O tecnológico Nasdaq Composite também está a negociar no vermelho, a perder a perder 0,18% para 6.737,33 pontos.

 

A pressionar a negociação bolsista em Wall Street continua a estar o facto de o Senado ter revelado que o seu plano fiscal prevê um adiamento, para 2019, da redução de IRC. O que significa que se estará a adiar o corte de impostos para as empresas que foi prometido por Trump.

 

Este plano do Senado alimentou o crescente pessimismo acerca das perspectivas de uma reforma fiscal relevante nos Estados Unidos – depois de, ao longo do último ano, muitos sectores terem sido bastante impulsionados na expectativa da concretização das promessas de Trump relativamente a uma diminuição dos impostos para as empresas e de uma flexibilização ao nível da regulação, sobretudo no sector financeiro.

 

"O mercado quer ver cortes de impostos este ano", comentou à Bloomberg um gestor de carteiras da Hodges Capital Management, Gary Bradshaw. "A reforma fiscal é, neste momento, o que está a ocupar em primeiro lugar a cabeça das pessoas", referiu, por seu lado, à agência noticiosa um estratega da TD Securities, Michael Hanson.

 

A Bloomberg sublinha que uma redução dos impostos, como está proposto, será a melhor hipótese de os Republicanos manterem a vitória nas eleições para o Congresso daqui a um ano.
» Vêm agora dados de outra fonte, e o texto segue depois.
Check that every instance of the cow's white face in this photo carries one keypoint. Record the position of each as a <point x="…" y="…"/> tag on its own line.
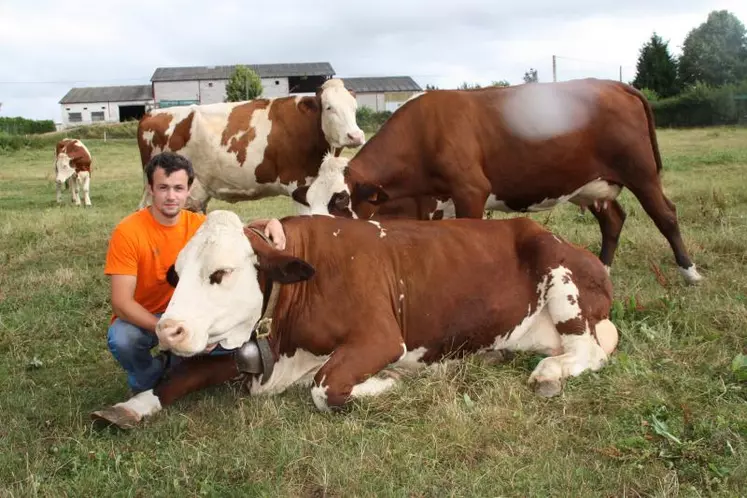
<point x="328" y="194"/>
<point x="338" y="116"/>
<point x="63" y="169"/>
<point x="217" y="298"/>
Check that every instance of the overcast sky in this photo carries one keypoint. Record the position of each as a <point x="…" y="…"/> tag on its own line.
<point x="48" y="47"/>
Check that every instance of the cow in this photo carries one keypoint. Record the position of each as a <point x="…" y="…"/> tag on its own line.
<point x="253" y="149"/>
<point x="72" y="167"/>
<point x="347" y="299"/>
<point x="523" y="148"/>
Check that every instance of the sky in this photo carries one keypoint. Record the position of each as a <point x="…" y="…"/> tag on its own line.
<point x="48" y="47"/>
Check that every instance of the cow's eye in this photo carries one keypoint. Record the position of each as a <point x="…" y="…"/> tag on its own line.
<point x="217" y="276"/>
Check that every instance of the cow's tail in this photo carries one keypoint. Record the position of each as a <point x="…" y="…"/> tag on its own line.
<point x="651" y="125"/>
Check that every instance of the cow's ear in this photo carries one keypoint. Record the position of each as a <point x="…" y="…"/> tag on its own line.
<point x="172" y="277"/>
<point x="310" y="104"/>
<point x="371" y="193"/>
<point x="299" y="195"/>
<point x="277" y="265"/>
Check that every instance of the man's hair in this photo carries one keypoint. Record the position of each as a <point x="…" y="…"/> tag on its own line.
<point x="169" y="162"/>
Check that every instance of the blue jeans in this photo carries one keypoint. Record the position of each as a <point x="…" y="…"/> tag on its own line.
<point x="130" y="345"/>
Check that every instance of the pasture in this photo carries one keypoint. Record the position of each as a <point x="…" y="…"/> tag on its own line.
<point x="667" y="416"/>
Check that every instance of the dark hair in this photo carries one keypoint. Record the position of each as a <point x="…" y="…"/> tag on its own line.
<point x="169" y="162"/>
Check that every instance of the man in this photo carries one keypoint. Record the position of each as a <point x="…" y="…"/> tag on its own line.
<point x="141" y="249"/>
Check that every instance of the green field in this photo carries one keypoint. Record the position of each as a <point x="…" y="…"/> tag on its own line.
<point x="667" y="417"/>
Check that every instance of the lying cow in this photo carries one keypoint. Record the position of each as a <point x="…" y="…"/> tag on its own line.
<point x="522" y="148"/>
<point x="254" y="149"/>
<point x="72" y="167"/>
<point x="349" y="298"/>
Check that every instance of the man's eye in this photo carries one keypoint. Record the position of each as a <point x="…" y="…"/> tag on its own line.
<point x="217" y="276"/>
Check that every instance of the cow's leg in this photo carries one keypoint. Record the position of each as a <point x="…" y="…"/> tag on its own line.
<point x="198" y="198"/>
<point x="611" y="218"/>
<point x="145" y="199"/>
<point x="73" y="183"/>
<point x="581" y="348"/>
<point x="190" y="375"/>
<point x="664" y="214"/>
<point x="350" y="371"/>
<point x="84" y="181"/>
<point x="581" y="352"/>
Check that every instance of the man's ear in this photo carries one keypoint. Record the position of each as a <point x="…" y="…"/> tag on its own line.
<point x="171" y="276"/>
<point x="299" y="195"/>
<point x="371" y="193"/>
<point x="310" y="104"/>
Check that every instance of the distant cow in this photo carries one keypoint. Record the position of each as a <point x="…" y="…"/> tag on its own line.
<point x="72" y="167"/>
<point x="253" y="149"/>
<point x="522" y="148"/>
<point x="349" y="298"/>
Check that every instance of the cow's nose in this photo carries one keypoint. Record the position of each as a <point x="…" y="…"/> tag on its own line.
<point x="171" y="332"/>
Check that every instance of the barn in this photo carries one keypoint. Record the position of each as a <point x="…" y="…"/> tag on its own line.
<point x="107" y="104"/>
<point x="207" y="84"/>
<point x="382" y="93"/>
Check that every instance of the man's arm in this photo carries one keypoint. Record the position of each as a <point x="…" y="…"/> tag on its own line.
<point x="125" y="306"/>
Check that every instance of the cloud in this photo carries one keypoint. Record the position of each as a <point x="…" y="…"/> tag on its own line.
<point x="48" y="47"/>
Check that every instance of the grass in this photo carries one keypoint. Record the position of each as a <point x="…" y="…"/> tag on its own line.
<point x="667" y="417"/>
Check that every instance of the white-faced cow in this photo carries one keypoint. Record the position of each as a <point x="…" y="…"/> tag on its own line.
<point x="349" y="298"/>
<point x="522" y="148"/>
<point x="253" y="149"/>
<point x="72" y="167"/>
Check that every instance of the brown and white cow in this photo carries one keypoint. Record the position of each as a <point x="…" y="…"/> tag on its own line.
<point x="253" y="149"/>
<point x="355" y="297"/>
<point x="522" y="148"/>
<point x="72" y="167"/>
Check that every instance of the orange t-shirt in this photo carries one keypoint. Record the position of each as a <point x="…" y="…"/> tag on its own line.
<point x="142" y="247"/>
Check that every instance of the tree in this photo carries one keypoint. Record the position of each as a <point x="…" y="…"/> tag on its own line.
<point x="656" y="68"/>
<point x="715" y="52"/>
<point x="244" y="84"/>
<point x="531" y="76"/>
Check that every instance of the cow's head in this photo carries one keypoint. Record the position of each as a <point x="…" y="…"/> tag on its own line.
<point x="218" y="298"/>
<point x="64" y="154"/>
<point x="338" y="115"/>
<point x="334" y="193"/>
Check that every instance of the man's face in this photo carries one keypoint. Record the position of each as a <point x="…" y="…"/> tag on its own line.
<point x="169" y="192"/>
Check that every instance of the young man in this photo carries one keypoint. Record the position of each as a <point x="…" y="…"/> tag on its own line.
<point x="141" y="249"/>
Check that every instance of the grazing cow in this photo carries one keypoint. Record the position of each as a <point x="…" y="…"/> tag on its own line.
<point x="523" y="148"/>
<point x="349" y="298"/>
<point x="253" y="149"/>
<point x="72" y="166"/>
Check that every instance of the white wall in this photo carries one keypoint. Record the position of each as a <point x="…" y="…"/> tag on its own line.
<point x="176" y="90"/>
<point x="110" y="110"/>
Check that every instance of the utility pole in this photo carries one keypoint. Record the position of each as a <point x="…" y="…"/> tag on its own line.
<point x="554" y="70"/>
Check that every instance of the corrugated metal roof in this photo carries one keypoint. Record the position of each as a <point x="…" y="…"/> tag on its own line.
<point x="224" y="72"/>
<point x="108" y="94"/>
<point x="382" y="84"/>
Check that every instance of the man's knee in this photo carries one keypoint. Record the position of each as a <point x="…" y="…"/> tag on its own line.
<point x="124" y="337"/>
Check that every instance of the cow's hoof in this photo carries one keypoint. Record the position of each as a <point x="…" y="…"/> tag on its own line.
<point x="547" y="387"/>
<point x="119" y="416"/>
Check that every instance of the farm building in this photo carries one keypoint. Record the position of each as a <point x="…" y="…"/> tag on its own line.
<point x="207" y="84"/>
<point x="384" y="93"/>
<point x="111" y="104"/>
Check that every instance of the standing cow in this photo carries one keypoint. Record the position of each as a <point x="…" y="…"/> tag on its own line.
<point x="523" y="148"/>
<point x="72" y="167"/>
<point x="348" y="298"/>
<point x="254" y="149"/>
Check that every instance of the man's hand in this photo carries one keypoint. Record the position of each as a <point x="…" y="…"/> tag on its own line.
<point x="274" y="230"/>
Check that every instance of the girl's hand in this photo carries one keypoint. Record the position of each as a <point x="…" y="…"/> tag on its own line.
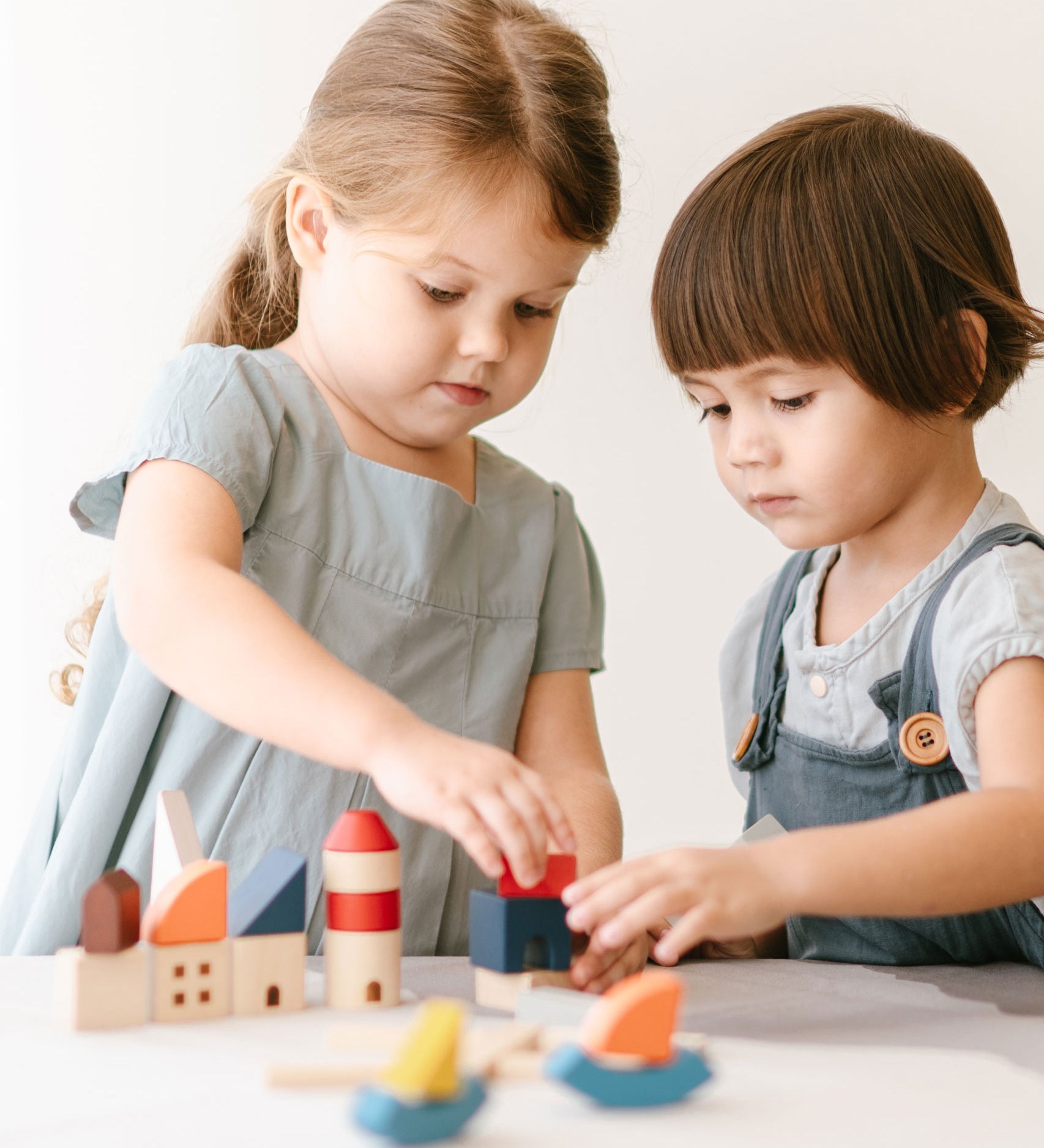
<point x="723" y="896"/>
<point x="478" y="794"/>
<point x="596" y="969"/>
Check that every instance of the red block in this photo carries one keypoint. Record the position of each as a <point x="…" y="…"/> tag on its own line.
<point x="562" y="871"/>
<point x="364" y="912"/>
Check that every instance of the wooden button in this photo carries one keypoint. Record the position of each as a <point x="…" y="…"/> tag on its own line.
<point x="745" y="737"/>
<point x="923" y="740"/>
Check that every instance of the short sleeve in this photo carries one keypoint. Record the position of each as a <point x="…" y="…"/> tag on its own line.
<point x="993" y="612"/>
<point x="572" y="611"/>
<point x="216" y="408"/>
<point x="736" y="668"/>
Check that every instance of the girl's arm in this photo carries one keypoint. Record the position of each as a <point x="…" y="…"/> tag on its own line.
<point x="559" y="737"/>
<point x="220" y="641"/>
<point x="960" y="854"/>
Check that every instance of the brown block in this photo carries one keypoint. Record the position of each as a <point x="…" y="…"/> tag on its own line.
<point x="111" y="913"/>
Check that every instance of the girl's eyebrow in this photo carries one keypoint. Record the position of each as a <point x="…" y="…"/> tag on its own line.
<point x="446" y="258"/>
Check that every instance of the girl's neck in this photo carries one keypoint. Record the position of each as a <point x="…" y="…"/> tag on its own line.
<point x="873" y="567"/>
<point x="453" y="465"/>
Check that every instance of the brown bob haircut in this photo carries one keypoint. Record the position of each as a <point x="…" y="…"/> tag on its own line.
<point x="848" y="234"/>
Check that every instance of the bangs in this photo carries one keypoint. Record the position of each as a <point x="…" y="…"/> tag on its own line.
<point x="736" y="283"/>
<point x="847" y="236"/>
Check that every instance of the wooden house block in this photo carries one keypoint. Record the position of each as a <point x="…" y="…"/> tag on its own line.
<point x="190" y="982"/>
<point x="111" y="914"/>
<point x="509" y="934"/>
<point x="268" y="974"/>
<point x="271" y="899"/>
<point x="500" y="990"/>
<point x="362" y="969"/>
<point x="561" y="871"/>
<point x="361" y="873"/>
<point x="102" y="990"/>
<point x="190" y="908"/>
<point x="175" y="841"/>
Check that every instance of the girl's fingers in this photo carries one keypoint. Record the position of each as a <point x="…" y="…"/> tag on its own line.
<point x="631" y="882"/>
<point x="530" y="812"/>
<point x="505" y="826"/>
<point x="633" y="920"/>
<point x="616" y="971"/>
<point x="553" y="814"/>
<point x="580" y="890"/>
<point x="686" y="935"/>
<point x="463" y="824"/>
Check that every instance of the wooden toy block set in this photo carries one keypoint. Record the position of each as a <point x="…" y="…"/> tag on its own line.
<point x="199" y="954"/>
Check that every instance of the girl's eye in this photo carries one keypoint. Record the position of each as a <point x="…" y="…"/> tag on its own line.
<point x="721" y="411"/>
<point x="528" y="311"/>
<point x="440" y="296"/>
<point x="792" y="404"/>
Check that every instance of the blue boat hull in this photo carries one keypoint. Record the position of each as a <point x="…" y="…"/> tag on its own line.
<point x="416" y="1124"/>
<point x="663" y="1084"/>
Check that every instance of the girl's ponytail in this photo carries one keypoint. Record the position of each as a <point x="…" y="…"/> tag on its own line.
<point x="253" y="302"/>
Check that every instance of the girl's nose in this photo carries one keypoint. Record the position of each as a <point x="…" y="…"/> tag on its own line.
<point x="484" y="339"/>
<point x="748" y="444"/>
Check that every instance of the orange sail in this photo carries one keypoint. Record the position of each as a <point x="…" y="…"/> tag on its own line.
<point x="635" y="1018"/>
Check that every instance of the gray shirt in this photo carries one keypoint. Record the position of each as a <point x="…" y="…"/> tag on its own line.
<point x="449" y="606"/>
<point x="994" y="612"/>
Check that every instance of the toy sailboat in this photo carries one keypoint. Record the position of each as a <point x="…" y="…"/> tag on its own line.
<point x="625" y="1057"/>
<point x="420" y="1098"/>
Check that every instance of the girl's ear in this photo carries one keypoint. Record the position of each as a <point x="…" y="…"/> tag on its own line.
<point x="974" y="335"/>
<point x="308" y="214"/>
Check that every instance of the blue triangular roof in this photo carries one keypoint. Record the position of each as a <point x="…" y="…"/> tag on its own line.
<point x="271" y="899"/>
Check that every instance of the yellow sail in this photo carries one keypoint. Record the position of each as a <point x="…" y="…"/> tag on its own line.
<point x="427" y="1065"/>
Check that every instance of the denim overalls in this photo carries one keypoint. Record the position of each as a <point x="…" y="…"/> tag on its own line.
<point x="802" y="781"/>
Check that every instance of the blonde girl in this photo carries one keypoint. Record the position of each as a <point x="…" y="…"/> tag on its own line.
<point x="326" y="592"/>
<point x="841" y="301"/>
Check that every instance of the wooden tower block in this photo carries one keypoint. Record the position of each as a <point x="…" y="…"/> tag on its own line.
<point x="362" y="968"/>
<point x="111" y="913"/>
<point x="361" y="873"/>
<point x="268" y="974"/>
<point x="102" y="990"/>
<point x="175" y="841"/>
<point x="190" y="982"/>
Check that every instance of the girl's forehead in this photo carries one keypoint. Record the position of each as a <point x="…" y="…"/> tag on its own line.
<point x="759" y="371"/>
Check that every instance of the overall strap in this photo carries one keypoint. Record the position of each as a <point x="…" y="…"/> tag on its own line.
<point x="918" y="687"/>
<point x="757" y="743"/>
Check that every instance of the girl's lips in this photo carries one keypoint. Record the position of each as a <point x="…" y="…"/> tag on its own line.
<point x="464" y="395"/>
<point x="775" y="504"/>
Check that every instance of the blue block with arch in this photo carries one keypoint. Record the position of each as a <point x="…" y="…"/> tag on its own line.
<point x="515" y="934"/>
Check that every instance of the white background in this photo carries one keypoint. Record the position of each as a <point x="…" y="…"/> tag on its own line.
<point x="132" y="135"/>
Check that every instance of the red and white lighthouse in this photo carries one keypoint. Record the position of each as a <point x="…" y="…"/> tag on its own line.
<point x="364" y="945"/>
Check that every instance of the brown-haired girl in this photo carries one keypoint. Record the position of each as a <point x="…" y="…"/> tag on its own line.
<point x="316" y="564"/>
<point x="841" y="301"/>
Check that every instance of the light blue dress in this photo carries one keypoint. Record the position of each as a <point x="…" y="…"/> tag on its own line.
<point x="447" y="605"/>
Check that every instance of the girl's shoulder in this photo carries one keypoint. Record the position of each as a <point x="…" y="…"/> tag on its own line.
<point x="994" y="611"/>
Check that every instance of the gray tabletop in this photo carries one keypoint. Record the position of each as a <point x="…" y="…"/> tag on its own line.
<point x="996" y="1008"/>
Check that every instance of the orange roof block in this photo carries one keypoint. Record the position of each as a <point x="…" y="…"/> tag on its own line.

No entanto, adiar essa redução poderá ser problemático. Os Republicanos, recorde-se, controlam actualmente, além da Casa Branca, o Congresso (Senado e Câmara dos Representantes).

 

Com estas preocupações, o sector da banca e das cotadas com menor capitalização bolsista são os que estão a ser mais penalizados, num sinal evidente de ansiedade dos investidores.

 

Os investidores aguardam pela divulgação, esta sexta-feira às 15:00 de Lisboa, dos dados relativos à confiança dos consumidores, medida pela Universidade de Michigan, em Novembro. No mês anterior, a confiança dos consumidores disparou para 116,5 pontos, que correspondeu a máximos de inícios de 2014, estimando-se agora que tenha diminuído.